[Date Prev][Date Next]
[Chronological]
[Thread]
[Top]
Re: (ITS#7842) mdb readers/writer exclusion protocol, as implemented, is racy.
- To: openldap-its@OpenLDAP.org
- Subject: Re: (ITS#7842) mdb readers/writer exclusion protocol, as implemented, is racy.
- From: rsbx@acm.org
- Date: Sat, 17 May 2014 13:49:02 GMT
- Auto-submitted: auto-generated (OpenLDAP-ITS)

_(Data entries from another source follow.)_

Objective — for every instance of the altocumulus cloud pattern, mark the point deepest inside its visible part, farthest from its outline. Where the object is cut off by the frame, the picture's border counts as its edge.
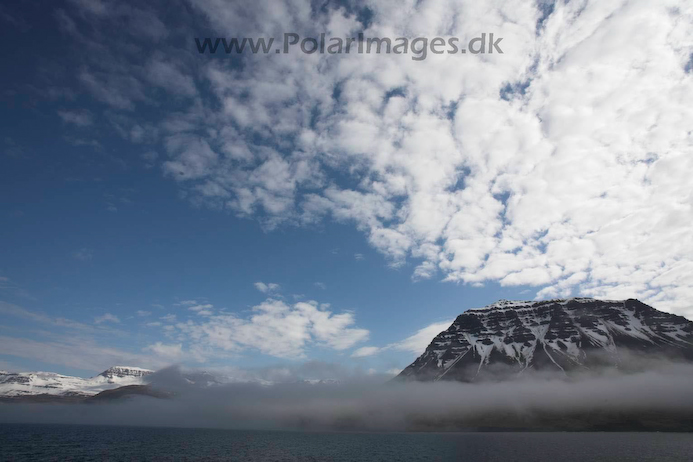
(563, 163)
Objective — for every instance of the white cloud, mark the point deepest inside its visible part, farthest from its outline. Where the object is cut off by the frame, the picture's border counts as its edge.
(202, 310)
(266, 288)
(169, 352)
(81, 118)
(415, 343)
(108, 317)
(562, 164)
(275, 328)
(83, 254)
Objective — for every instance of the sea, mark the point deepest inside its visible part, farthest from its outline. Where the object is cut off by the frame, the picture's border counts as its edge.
(109, 443)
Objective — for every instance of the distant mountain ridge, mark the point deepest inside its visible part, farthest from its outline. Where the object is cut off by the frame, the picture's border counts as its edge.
(516, 337)
(17, 384)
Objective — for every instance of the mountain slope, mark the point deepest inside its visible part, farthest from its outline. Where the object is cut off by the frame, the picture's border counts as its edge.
(49, 383)
(509, 338)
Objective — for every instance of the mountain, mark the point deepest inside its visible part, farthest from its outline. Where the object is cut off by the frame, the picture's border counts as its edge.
(510, 338)
(17, 384)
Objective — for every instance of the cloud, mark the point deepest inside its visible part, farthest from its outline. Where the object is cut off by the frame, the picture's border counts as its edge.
(415, 343)
(170, 352)
(365, 351)
(108, 317)
(266, 288)
(73, 351)
(202, 310)
(58, 322)
(83, 254)
(81, 118)
(658, 398)
(273, 328)
(563, 163)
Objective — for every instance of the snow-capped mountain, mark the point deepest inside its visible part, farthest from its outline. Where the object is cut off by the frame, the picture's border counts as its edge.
(50, 383)
(513, 337)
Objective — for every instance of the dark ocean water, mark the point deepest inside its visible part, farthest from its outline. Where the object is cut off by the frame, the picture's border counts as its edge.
(62, 443)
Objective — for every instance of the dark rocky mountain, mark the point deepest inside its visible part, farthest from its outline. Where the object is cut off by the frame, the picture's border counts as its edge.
(509, 338)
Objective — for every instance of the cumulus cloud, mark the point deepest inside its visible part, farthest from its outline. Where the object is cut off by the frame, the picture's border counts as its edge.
(563, 163)
(170, 352)
(108, 317)
(82, 118)
(83, 254)
(415, 343)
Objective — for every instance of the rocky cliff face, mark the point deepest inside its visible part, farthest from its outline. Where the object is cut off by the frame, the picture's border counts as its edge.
(563, 336)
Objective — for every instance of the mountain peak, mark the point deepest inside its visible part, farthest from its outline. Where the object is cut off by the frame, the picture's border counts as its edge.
(564, 335)
(125, 371)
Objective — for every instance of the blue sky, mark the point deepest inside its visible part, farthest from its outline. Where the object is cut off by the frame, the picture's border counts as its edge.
(161, 206)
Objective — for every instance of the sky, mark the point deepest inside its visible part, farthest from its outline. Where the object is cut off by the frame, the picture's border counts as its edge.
(162, 206)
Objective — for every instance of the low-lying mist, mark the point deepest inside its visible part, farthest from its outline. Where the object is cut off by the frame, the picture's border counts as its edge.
(363, 404)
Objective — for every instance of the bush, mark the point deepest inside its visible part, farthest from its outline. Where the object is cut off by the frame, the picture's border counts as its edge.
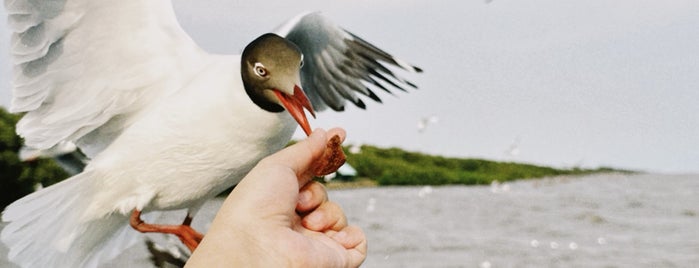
(394, 166)
(18, 178)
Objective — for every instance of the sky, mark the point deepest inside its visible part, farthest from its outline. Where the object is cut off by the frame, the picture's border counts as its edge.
(561, 83)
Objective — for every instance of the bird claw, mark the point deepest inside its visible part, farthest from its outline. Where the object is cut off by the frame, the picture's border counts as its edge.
(184, 232)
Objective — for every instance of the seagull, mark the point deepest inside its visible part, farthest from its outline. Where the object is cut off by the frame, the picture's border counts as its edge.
(165, 124)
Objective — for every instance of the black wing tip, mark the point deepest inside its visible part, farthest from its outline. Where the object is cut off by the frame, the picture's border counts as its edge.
(359, 103)
(373, 96)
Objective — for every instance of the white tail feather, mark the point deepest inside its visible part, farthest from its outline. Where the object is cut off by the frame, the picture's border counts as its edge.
(48, 229)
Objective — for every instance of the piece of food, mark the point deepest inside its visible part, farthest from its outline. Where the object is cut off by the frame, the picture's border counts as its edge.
(333, 157)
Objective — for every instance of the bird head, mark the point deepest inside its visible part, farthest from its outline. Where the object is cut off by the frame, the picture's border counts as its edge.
(271, 73)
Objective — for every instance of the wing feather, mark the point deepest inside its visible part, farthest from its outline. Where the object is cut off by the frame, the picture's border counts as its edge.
(80, 64)
(339, 64)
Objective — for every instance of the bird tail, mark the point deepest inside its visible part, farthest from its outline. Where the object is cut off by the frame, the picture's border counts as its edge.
(48, 228)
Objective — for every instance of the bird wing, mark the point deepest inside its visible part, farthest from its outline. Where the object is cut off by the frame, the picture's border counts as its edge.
(90, 66)
(339, 64)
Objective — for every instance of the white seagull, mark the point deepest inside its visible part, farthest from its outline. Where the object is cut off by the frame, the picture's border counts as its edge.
(166, 125)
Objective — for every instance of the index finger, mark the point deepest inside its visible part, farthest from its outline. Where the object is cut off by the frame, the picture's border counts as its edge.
(301, 156)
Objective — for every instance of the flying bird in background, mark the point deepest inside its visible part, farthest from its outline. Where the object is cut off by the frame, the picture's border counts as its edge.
(165, 124)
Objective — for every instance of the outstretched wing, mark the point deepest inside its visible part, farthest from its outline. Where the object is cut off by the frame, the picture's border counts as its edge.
(84, 69)
(338, 64)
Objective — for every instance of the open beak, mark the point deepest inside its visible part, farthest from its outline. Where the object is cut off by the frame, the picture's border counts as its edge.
(294, 104)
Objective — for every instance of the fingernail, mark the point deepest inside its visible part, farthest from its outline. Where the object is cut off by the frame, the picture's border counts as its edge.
(314, 219)
(340, 236)
(304, 197)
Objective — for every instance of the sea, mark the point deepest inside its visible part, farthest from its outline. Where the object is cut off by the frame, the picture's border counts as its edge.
(603, 220)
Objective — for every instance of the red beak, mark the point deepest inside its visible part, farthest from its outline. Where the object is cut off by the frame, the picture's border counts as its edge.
(294, 105)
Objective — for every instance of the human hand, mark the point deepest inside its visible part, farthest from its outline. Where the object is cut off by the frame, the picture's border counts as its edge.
(278, 217)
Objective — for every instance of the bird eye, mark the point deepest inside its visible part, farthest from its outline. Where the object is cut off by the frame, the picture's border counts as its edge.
(260, 70)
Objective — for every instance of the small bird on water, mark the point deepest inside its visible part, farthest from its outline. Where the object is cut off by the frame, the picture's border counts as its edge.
(165, 124)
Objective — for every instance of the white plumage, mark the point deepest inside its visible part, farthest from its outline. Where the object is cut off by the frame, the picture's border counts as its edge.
(166, 125)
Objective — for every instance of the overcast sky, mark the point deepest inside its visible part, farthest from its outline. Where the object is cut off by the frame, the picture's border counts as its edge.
(567, 83)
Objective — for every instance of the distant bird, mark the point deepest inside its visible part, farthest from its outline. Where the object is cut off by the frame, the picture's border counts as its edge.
(426, 121)
(166, 125)
(513, 149)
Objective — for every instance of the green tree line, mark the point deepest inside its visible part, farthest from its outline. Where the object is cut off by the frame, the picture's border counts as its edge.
(394, 166)
(19, 178)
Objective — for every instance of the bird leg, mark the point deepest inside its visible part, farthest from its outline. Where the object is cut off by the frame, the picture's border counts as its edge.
(184, 232)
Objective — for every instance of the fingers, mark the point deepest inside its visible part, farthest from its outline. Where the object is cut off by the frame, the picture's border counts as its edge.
(300, 156)
(328, 216)
(310, 197)
(354, 240)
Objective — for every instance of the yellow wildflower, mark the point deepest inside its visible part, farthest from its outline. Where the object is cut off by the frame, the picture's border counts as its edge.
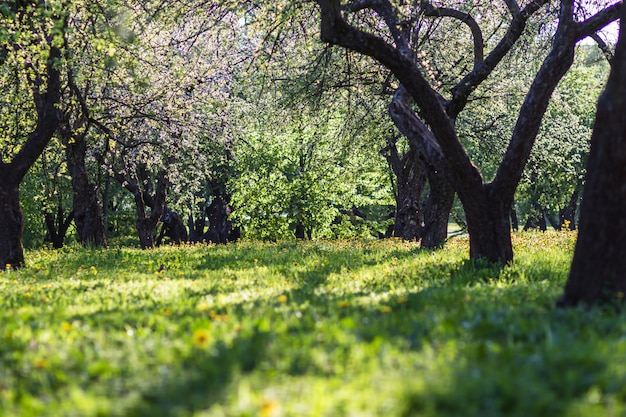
(202, 338)
(269, 408)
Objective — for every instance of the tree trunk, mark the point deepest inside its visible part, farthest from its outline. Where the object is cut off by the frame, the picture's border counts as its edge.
(11, 174)
(411, 180)
(434, 229)
(58, 226)
(489, 227)
(567, 215)
(437, 211)
(11, 222)
(487, 206)
(599, 265)
(87, 209)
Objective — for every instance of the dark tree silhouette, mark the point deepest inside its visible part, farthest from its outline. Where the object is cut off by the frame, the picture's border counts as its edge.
(598, 269)
(46, 93)
(487, 206)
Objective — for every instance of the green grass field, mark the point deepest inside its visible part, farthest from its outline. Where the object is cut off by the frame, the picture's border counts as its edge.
(348, 328)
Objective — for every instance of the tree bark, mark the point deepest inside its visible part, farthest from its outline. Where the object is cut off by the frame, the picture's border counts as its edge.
(11, 221)
(598, 269)
(434, 231)
(48, 117)
(58, 226)
(567, 215)
(87, 209)
(487, 206)
(437, 211)
(411, 181)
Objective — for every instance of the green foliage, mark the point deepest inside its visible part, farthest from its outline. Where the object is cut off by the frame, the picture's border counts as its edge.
(308, 328)
(297, 169)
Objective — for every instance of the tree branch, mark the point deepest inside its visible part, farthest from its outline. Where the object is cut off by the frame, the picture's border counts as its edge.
(465, 87)
(477, 34)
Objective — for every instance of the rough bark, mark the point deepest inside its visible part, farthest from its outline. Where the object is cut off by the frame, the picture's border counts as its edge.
(146, 224)
(87, 208)
(567, 215)
(139, 185)
(441, 197)
(598, 269)
(11, 220)
(437, 210)
(57, 226)
(411, 181)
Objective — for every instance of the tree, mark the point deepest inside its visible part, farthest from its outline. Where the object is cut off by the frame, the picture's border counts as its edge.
(35, 59)
(598, 269)
(487, 205)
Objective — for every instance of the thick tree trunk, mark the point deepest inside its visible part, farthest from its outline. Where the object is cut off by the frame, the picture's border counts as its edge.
(487, 206)
(11, 222)
(11, 174)
(599, 265)
(567, 215)
(489, 226)
(437, 211)
(433, 220)
(411, 180)
(87, 209)
(57, 226)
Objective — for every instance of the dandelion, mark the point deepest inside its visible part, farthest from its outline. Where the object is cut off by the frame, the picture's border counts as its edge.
(203, 306)
(40, 363)
(202, 338)
(269, 408)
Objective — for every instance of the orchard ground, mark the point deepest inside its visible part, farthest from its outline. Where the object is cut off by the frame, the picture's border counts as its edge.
(325, 328)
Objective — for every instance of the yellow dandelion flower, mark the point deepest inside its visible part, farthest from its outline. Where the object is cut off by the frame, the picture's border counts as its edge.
(269, 408)
(202, 338)
(203, 306)
(40, 363)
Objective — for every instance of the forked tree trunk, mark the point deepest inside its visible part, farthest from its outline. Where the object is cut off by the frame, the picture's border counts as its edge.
(489, 227)
(411, 181)
(426, 152)
(11, 174)
(57, 226)
(599, 264)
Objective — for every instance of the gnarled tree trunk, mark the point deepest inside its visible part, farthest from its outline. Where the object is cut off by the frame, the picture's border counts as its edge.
(599, 265)
(11, 174)
(87, 209)
(411, 181)
(11, 221)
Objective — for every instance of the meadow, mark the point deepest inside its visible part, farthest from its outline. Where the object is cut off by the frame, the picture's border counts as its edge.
(326, 328)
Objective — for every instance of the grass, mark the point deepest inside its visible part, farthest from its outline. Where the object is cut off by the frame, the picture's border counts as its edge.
(347, 328)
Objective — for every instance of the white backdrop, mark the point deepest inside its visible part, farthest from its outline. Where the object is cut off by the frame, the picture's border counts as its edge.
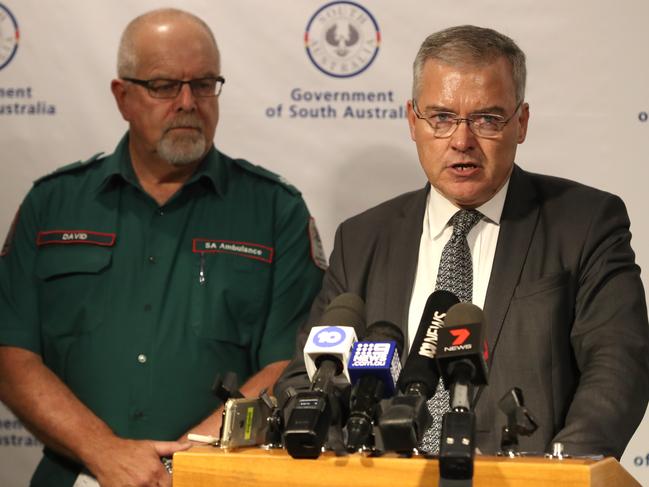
(588, 92)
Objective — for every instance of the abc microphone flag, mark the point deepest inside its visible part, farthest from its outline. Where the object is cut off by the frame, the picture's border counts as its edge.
(329, 342)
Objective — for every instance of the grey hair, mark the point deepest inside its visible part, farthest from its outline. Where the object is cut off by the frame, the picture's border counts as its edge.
(470, 45)
(126, 54)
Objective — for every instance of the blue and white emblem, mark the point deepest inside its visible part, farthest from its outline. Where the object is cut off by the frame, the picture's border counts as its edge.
(329, 337)
(342, 39)
(9, 36)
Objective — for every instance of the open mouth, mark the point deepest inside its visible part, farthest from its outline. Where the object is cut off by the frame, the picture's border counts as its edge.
(464, 166)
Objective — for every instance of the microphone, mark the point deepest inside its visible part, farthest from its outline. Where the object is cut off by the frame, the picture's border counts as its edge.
(461, 355)
(374, 368)
(406, 416)
(326, 354)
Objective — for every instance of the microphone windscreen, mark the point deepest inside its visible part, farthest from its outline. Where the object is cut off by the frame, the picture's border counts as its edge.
(420, 366)
(463, 314)
(380, 331)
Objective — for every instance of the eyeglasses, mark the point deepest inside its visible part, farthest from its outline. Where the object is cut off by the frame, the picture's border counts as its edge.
(170, 88)
(444, 124)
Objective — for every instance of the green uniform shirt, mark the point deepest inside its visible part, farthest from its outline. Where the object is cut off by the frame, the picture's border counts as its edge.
(138, 306)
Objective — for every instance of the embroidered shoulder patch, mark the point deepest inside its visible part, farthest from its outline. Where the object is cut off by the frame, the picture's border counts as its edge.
(86, 237)
(242, 249)
(317, 250)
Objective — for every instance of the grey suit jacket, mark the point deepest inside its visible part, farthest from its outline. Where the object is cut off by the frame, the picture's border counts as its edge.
(565, 308)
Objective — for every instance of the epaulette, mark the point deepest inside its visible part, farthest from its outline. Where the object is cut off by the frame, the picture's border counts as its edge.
(70, 167)
(265, 173)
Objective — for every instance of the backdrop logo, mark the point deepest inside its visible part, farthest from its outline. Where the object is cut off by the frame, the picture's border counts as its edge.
(9, 36)
(342, 39)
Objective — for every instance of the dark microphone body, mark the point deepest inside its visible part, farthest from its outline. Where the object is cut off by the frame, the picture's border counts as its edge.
(406, 416)
(326, 353)
(461, 355)
(374, 368)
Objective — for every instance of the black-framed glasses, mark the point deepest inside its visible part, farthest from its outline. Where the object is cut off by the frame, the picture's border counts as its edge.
(170, 88)
(444, 124)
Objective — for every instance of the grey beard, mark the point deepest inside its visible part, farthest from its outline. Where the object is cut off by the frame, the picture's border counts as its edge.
(180, 152)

On 05/16/2014 08:09 PM, Howard Chu wrote:
> rsbx@acm.org wrote:
>> Full_Name: Raymond S Brand
>> Version: mdb.master
>> OS: linux
>> URL: ftp://ftp.openldap.org/incoming/
>> Submission from: (NULL) (107.145.137.13)
>>
>>
>> [I would have uploaded this to the ftp.openldap.org but there was no
>> space.]
>>
>> As implemented, the mdb readers/writer exclusion protocol has a race
>> condition
>> that could result in a writer reclaiming and over-writing pages still
>> in use
>> by a reader.
>
> Yes, you're basically correct. But this is unlikely in practice because
> the reader thread has no blocking calls in its codepath, while the
> writer must acquire locks etc. Generally the only way for two write txns
> to complete while a reader thread is stalled is if you explicitly send a
> SIGSTOP to the reader thread while it's in its critical section.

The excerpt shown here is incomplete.